Traditionally, tissue samples are collected from whales using crossbows, yielding very high-quality samples that can prove extremely important for detailed genomic work. However, such high-quality data is not always needed to answer important questions: increasingly we see the adoption of non-invasive ways of sampling whales. This includes using remotely piloted drones to fly through the exhaled breath (the “blow”) of whales; carefully preserving this sample to sequence the genome of the whale from the epithelial cells found in what is essentially its snot (O’Mahony et. al. 2024)!

These samples contain enough DNA to answer questions important to conservation: such as how whales within the same social group are related to one another, and how genetically different various whale populations are from each other.

We suggest, we not only need to stay with the auditory experience, but we also need a degree of embodied reflection. That is, we must acknowledge the histories held in bodies, as well as the ways bodies, and their ways of knowing, can produce knowledge. We must self-consciously recognize the empathic leap required to move from regarding the sounds we study or the being producing it as “object,” to asking ourselves what it might be like to hear, attend to, comprehend, and to respond to the sounds as a whale, and as a human listening with that whale.
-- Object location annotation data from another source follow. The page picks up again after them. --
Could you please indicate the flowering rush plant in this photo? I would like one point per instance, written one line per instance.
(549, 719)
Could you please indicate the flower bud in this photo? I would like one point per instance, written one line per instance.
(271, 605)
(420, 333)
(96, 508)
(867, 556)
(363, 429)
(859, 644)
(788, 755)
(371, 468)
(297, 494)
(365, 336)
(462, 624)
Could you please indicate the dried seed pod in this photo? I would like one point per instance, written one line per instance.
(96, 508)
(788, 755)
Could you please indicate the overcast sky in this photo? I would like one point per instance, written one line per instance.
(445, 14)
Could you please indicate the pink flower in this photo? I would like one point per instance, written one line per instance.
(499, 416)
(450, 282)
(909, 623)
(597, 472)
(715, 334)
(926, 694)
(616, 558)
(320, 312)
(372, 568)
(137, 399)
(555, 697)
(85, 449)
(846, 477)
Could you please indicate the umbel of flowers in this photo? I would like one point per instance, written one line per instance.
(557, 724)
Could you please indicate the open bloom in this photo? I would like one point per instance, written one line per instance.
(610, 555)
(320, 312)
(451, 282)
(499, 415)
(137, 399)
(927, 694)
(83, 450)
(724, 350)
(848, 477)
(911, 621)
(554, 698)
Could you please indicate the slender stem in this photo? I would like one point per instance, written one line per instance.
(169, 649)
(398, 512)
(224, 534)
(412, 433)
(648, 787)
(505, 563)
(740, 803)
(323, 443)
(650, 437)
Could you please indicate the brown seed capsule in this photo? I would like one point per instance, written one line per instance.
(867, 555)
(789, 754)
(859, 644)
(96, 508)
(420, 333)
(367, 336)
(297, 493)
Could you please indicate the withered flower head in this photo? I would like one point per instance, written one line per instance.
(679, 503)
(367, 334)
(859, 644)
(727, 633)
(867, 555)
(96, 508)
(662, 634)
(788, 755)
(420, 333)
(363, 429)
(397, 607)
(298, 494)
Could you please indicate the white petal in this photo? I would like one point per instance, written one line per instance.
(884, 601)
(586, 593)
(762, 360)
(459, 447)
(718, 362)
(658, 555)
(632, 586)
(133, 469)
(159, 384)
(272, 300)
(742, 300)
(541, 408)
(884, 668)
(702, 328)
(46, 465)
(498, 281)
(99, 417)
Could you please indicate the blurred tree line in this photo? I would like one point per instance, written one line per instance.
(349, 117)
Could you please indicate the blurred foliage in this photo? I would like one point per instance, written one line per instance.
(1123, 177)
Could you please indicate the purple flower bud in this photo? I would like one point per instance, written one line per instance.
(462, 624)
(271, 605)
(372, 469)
This certainly means imagining as fully as possible the vocal and perceptual capacities of the individual whale to which we are listening, as well as its social and physical environment. It might also include attempting to imagine what might be like to produce these sounds. Here we have to inform ourselves by all means possible (e.g., observations, playback experiments, Indigenous knowledges) of those differences and similarities in our perceptual and cognitive abilities that separate and unite sounding whales with listening humans.

Thus, listening scientifically in these various ways reveal how whales and humans are members of an interspecies community that carries history and culture continuously influencing each other. Not only through sound, but also through embodied experiences and histories that are also recorded in genes. As these less invasive and more attuned ways of studying and relating to whales emerge, scientific listening itself may become listening with whales.